Workplace Harassment Isn’t Just About the Victim
In May 2011, Hispanic employees at a Dallas transportation company sued their employer for what they alleged was a hostile work environment. That doesn’t sound remarkable, but what makes this case interesting is the fact that these workers were not suing because they were being harassed, but felt they were victims because they had observed or heard about workplace harassment aimed at black employees in the company. This, their lawyers argued, made it a hostile environment because if blacks were finding it hostile, Hispanics would too.
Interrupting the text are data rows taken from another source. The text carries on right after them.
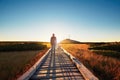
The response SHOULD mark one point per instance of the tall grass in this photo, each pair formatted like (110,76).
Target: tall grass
(106,68)
(18,57)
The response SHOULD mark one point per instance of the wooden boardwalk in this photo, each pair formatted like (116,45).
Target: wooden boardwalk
(57,66)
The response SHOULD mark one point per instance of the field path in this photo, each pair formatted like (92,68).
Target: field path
(57,66)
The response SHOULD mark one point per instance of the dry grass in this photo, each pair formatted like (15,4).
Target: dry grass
(105,68)
(14,64)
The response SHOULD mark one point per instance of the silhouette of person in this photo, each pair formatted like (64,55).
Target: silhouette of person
(53,41)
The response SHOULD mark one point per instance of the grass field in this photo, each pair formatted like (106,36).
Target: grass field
(18,57)
(104,67)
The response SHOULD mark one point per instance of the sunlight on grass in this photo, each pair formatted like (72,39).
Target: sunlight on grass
(106,68)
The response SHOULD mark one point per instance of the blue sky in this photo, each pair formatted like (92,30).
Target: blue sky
(83,20)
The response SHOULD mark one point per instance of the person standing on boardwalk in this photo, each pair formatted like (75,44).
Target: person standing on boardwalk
(53,42)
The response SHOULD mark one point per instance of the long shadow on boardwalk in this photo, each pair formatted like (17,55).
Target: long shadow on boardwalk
(57,66)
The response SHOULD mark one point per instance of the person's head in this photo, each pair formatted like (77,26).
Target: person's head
(53,34)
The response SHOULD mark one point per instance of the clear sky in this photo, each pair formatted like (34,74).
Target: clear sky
(82,20)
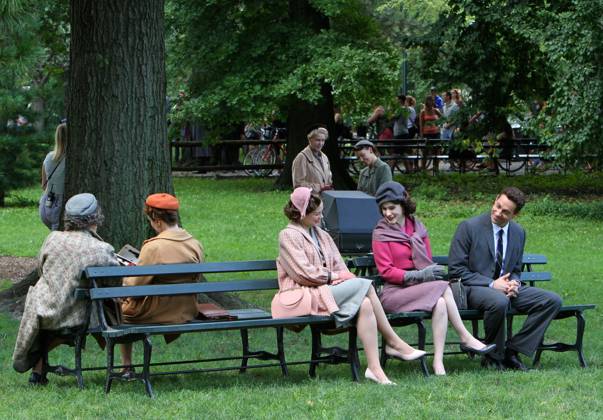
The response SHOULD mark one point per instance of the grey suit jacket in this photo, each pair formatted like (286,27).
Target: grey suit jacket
(472,254)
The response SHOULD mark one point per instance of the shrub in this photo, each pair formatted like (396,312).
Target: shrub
(21,157)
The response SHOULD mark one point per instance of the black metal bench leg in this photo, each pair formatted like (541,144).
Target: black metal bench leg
(78,360)
(580,326)
(110,361)
(146,369)
(475,328)
(536,361)
(509,327)
(422,339)
(281,350)
(44,348)
(383,357)
(245,343)
(316,344)
(353,353)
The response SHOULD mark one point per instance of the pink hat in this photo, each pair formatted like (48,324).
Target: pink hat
(300,198)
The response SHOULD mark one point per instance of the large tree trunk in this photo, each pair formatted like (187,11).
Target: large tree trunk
(302,115)
(116,110)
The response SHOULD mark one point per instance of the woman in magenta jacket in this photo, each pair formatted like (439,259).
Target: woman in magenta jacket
(314,280)
(413,281)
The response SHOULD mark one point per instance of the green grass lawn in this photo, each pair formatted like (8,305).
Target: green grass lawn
(240,219)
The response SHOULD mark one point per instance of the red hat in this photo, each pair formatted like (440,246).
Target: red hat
(162,201)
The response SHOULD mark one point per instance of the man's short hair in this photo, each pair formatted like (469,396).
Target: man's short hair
(515,195)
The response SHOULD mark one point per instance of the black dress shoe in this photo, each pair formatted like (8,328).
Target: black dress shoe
(512,361)
(490,362)
(36,379)
(488,349)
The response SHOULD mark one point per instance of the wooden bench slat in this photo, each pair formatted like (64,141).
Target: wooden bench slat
(180,269)
(129,329)
(182,288)
(368,261)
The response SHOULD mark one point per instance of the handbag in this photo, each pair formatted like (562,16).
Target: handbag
(292,302)
(459,292)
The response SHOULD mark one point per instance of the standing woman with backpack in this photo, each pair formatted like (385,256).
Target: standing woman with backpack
(53,180)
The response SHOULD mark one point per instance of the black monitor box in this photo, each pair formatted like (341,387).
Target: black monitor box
(350,217)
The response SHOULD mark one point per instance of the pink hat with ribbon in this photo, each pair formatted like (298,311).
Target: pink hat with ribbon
(300,198)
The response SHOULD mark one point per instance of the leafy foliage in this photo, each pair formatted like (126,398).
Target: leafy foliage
(33,56)
(244,60)
(511,54)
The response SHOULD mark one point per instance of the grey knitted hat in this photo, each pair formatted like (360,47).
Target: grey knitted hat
(81,205)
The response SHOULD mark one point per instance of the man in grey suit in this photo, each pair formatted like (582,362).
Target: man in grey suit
(486,253)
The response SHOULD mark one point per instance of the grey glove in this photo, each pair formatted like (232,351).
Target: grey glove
(430,273)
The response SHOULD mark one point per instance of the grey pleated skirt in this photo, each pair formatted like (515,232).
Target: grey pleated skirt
(349,296)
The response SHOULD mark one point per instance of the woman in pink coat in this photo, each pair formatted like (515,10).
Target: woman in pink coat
(414,282)
(313,280)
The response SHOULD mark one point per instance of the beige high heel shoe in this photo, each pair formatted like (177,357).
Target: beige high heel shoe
(414,355)
(368,374)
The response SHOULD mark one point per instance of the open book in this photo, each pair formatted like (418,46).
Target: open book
(128,255)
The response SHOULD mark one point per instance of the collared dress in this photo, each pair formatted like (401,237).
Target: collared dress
(51,303)
(372,177)
(311,172)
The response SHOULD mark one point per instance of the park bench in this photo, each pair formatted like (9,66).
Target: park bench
(246,318)
(513,157)
(365,266)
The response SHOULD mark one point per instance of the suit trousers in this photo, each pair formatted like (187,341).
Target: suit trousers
(540,305)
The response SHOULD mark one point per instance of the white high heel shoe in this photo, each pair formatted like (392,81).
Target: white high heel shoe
(414,355)
(368,374)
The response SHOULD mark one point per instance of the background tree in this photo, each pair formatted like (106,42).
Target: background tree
(116,105)
(246,61)
(510,54)
(32,54)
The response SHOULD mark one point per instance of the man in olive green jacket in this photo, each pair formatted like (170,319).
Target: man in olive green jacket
(376,172)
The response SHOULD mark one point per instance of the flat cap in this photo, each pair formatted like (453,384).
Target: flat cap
(390,191)
(363,143)
(80,205)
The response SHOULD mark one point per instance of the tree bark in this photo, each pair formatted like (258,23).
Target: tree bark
(116,111)
(302,114)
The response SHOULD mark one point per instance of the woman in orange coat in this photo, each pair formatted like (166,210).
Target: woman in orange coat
(172,245)
(314,280)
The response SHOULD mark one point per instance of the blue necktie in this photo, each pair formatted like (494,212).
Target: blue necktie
(499,253)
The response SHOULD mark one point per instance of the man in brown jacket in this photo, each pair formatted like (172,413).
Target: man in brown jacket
(311,167)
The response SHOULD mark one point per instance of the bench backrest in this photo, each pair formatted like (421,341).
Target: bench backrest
(365,266)
(103,273)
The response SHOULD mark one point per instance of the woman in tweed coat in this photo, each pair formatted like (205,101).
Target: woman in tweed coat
(51,304)
(313,280)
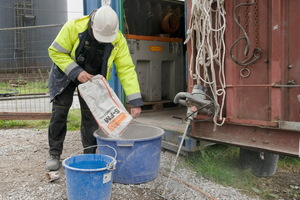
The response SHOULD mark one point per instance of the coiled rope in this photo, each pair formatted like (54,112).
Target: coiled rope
(206,34)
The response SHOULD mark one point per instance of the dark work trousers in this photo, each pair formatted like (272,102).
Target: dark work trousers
(58,122)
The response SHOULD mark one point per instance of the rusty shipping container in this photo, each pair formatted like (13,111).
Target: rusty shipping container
(261,105)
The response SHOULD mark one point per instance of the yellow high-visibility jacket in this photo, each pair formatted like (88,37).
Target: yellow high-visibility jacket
(65,69)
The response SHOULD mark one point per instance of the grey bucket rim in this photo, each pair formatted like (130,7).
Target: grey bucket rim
(107,138)
(114,162)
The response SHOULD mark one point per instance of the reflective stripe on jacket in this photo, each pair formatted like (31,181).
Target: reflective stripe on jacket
(62,52)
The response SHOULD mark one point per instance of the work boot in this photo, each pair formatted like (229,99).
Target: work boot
(52,163)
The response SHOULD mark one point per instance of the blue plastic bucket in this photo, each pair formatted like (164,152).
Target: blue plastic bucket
(89,176)
(138,153)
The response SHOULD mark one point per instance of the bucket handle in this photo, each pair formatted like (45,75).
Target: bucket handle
(110,166)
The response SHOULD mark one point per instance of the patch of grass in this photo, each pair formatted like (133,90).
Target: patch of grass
(73,123)
(288,163)
(220,164)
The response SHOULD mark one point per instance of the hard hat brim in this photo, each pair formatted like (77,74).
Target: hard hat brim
(103,38)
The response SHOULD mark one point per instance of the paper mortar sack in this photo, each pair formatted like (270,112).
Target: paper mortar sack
(106,107)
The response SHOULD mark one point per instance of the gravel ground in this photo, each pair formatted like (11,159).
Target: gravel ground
(23,153)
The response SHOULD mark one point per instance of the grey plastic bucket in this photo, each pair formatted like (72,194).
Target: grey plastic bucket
(138,153)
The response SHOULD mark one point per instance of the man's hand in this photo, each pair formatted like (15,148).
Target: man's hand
(135,112)
(84,77)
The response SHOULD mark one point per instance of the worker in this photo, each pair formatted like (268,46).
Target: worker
(83,48)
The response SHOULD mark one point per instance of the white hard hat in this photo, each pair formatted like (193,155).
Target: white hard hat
(105,24)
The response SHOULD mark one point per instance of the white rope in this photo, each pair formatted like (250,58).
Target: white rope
(206,30)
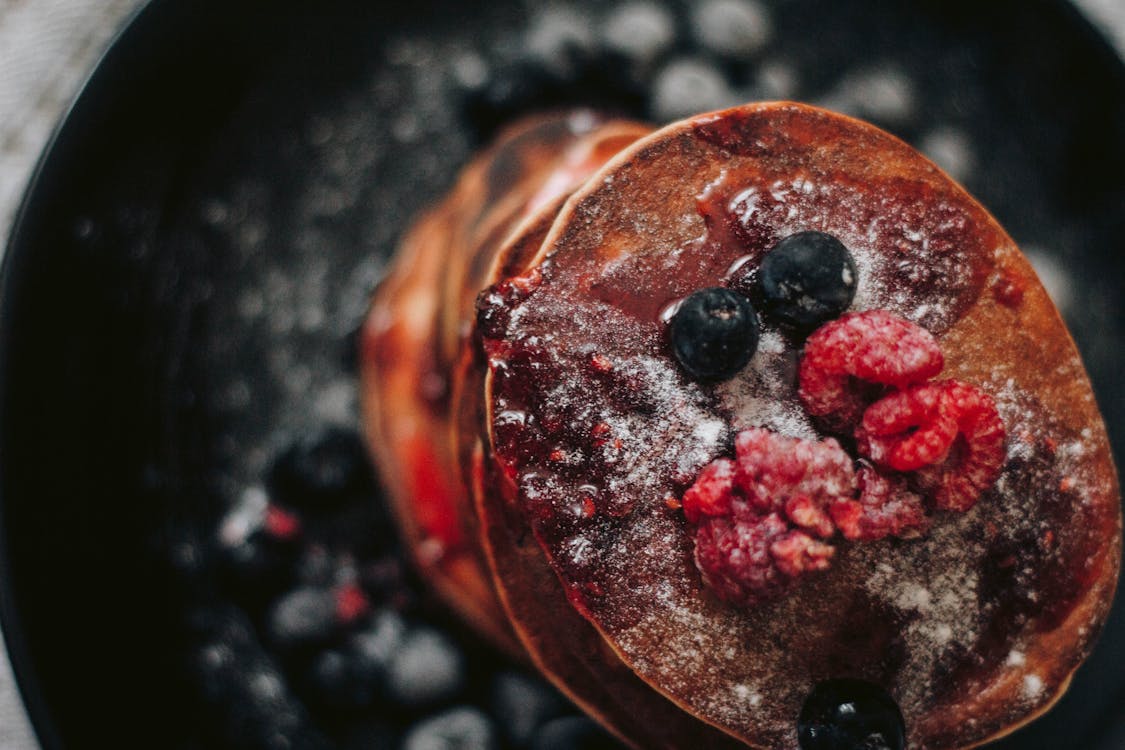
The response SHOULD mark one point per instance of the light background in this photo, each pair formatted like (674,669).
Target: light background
(46,50)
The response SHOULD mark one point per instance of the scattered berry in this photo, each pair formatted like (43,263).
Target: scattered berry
(426,668)
(690,86)
(874,348)
(335,683)
(351,603)
(713,333)
(735,28)
(457,729)
(573,733)
(849,714)
(525,703)
(322,471)
(639,33)
(807,279)
(305,615)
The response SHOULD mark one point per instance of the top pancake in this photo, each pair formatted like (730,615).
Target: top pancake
(974,627)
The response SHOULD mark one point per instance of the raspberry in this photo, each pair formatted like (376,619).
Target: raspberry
(755,559)
(759,515)
(885,508)
(795,552)
(795,477)
(978,454)
(948,432)
(874,346)
(908,430)
(710,495)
While the employer won this particular case, there will likely be more cases in which employees attempt to sue employers for treatment of fellow employees who belong to a different protected class, according to an article in Business Management Daily, by the HR Specialist: Texas Employment Law. The key in this case is the employee’s inclusion in a protected class.
Can a Witness Sue?
“Individuals who witness harassing behavior based on an individual's status in a protected class do not have a separate cause of action, unless they too claim that the workplace is hostile and the hostility is based on their own status in a protected class,” says Stephen McQuade, a New York employment attorney with Certilman Balin Attorneys, and Chair of NYCLA's Labor Relations and Employment Law Committee.
He gives an example of a male employee who sees his female co-worker receiving lower wages than other male employees doing the same job. Generally speaking, he doesn’t have his own claim against the employer, says Mc Quade. However, employees who participate, file a claim, or testify on behalf of those being harassed and are then subjected to an “adverse employment action”, do have protection under the laws.
“They would be able to bring a retaliation claim, which is not always tied to an individual's status in a protected class,” he says. In the example above, if that male employee made a statement before an administrative agency or even the employer's own HR department in support of his co-worker's claims, and then was demoted, he could sue the employer for retaliation, says Mc Quade.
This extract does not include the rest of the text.